Everything changed for hundreds of locals when a 50-year-old doctor from Saudi Arabia identified as Talib A. allegedly deliberately drove a rental car into a group of people at the Christmas market in the city center. As of Saturday, five people, including a nine-year-old child, had died in Magdeburg, the capital of the eastern German state of Saxony-Anhalt. More than 200 were injured, some very seriously.
The morning after, the Christmas market in the city of 240,000 is closed. It will remain so. A few police cars are still parked on the road but the shopping center nearby, a refuge for many people who sought help on Friday evening, is already open again. Traffic flows past on the main road in front of the market.
Still, the city seems strangely quiet — perhaps in a state of shock. It is often journalists and camera teams from many countries who are seen out and about in the city center, keen to report on what German Chancellor Olaf Scholz has to say, as he visits the site of the attack.

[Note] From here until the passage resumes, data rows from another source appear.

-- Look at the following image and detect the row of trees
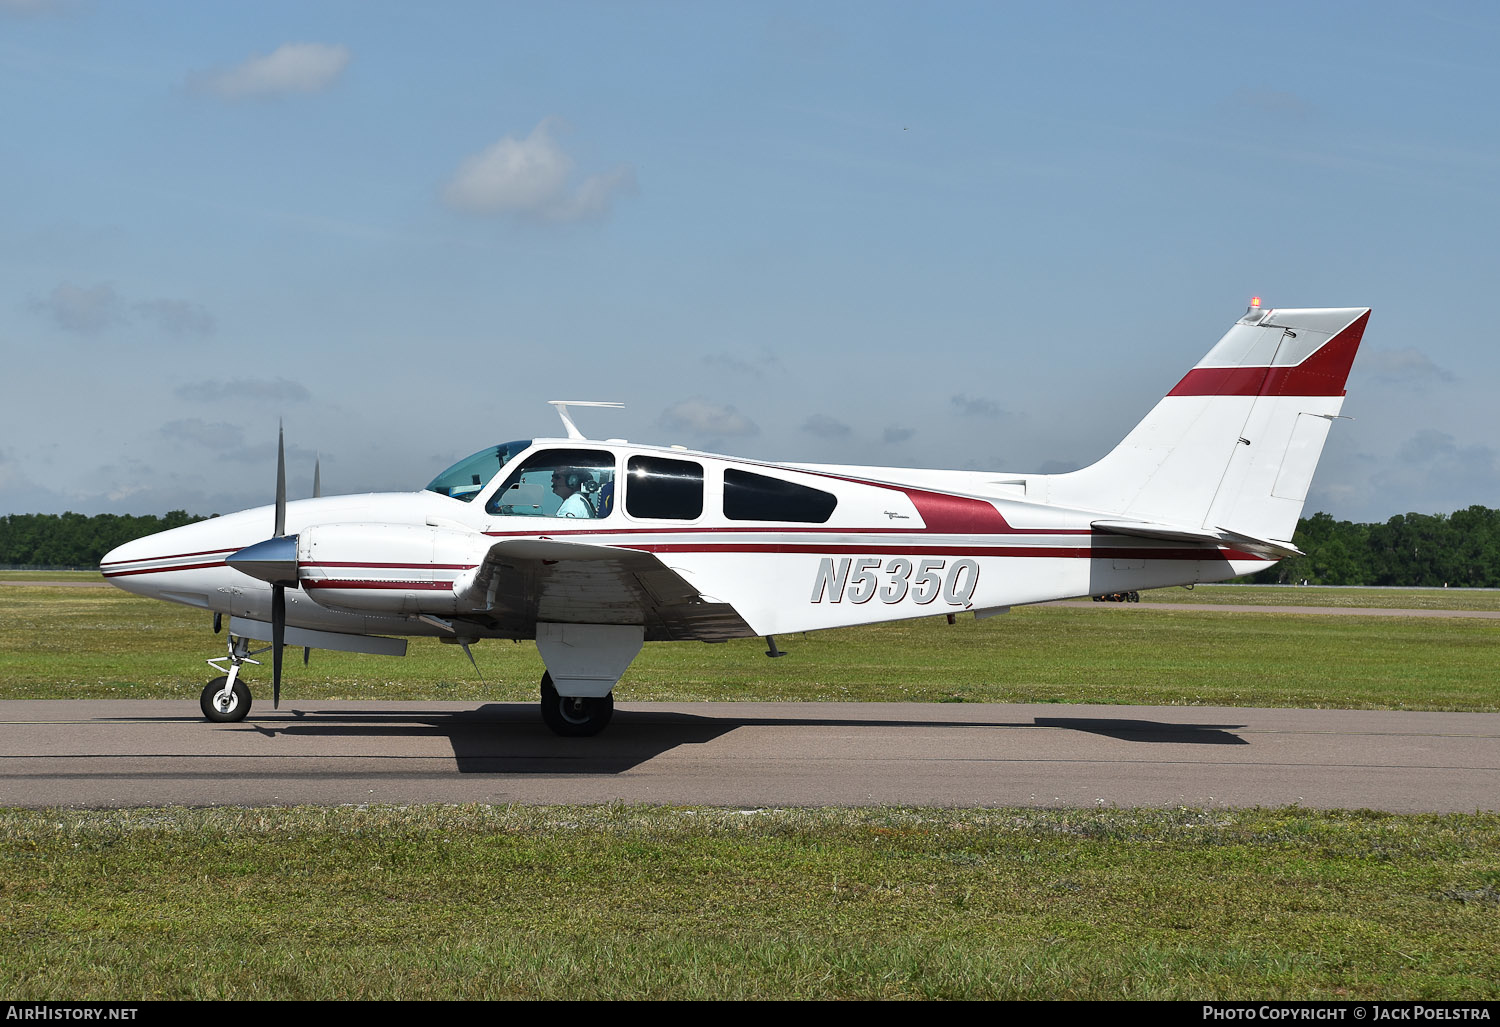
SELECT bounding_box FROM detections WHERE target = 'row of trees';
[1245,506,1500,587]
[0,511,208,569]
[3,506,1499,587]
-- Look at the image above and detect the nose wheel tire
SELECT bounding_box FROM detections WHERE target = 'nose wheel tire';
[539,672,614,737]
[200,675,251,723]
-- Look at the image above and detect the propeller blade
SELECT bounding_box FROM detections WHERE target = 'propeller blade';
[272,583,285,709]
[312,455,321,499]
[275,422,287,538]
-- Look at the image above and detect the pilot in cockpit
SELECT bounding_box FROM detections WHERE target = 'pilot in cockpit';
[551,468,596,518]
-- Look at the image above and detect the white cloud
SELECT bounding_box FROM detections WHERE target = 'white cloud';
[194,43,351,99]
[136,299,215,338]
[1359,347,1455,386]
[563,166,636,220]
[160,419,245,451]
[442,120,635,222]
[951,393,1005,418]
[802,413,851,438]
[1220,86,1318,124]
[174,377,311,404]
[660,399,759,439]
[1367,430,1500,514]
[703,350,784,378]
[29,282,126,334]
[29,282,216,339]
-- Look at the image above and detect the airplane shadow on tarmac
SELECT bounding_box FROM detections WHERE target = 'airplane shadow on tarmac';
[219,704,1249,775]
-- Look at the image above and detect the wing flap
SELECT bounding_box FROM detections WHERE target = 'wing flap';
[458,536,755,642]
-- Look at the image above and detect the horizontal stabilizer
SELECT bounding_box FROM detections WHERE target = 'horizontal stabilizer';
[1214,527,1303,560]
[1091,519,1302,560]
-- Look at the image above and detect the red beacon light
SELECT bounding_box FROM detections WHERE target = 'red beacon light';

In the late morning, Scholz walks through the alley that the alleged perpetrator turned into a crime scene just a few hours earlier. The Chancellor is accompanied by Saxony-Anhalt state premier Reiner Haseloff, German Interior Minister Nancy Faeser, and Friedrich Merz, the leader of the conservative Christian Democrats and candidate for chancellor in the upcoming election. All wear dark clothing and somber expressions. They place white roses in front of St. John’s Church and remain for a moment of silence.
Then they move on for private meetings with first responders and victims’ families. Afterwards they appear at the cordoned-off market to offer a few words to residents.
Not everyone likes the fact that the politicians are here. A few protesters in front of the barriers shout that they’re only campaigning for February’s elections. State premier Haseloff speaks first, visibly affected. Today he wants to mourn, he says, “then we’ll talk about security.”
A call for solidarity
Chancellor Scholz speaks of a “terrible, insane act,” calling on the nation to stand together in “solidarity.” Scholz, not known for being particularly emotional, has clearly been moved by his conversations with those affected by the attack. People will “have to struggle with this event,” he says, but they will not be left alone. “Togetherness” will prevail over “hatred,” Scholz adds, saying that Pascal Kober, federal commissioner for the victims of terrorist attacks, will take care of those impacted.
Resident Mandy Bode tells DW tearfully that she remains in shock, having left the Christmas market just minutes before the attack. She came to St. John’s Church on Saturday to “show that the people of Magdeburg are standing together.” She says that she doesn’t care whether politicians are on the scene. “The fact that people died is the fault of politicians,” she says.
Amid the mourning, the question of how such violence could occur is on many minds. Far-right supporters also stand in front of St. John’s Church.”Deport these people now!,” they shout. One of them wears a bracelet with a Nazi flag.
But people like Jutta and Mandy Bode don’t want to allow this day to be taken over by extremists and they shoo them away. Instead, they and other likeminded residents will attend a service in the Magdeburg Cathedral in the evening to honor those killed and injured in the attack.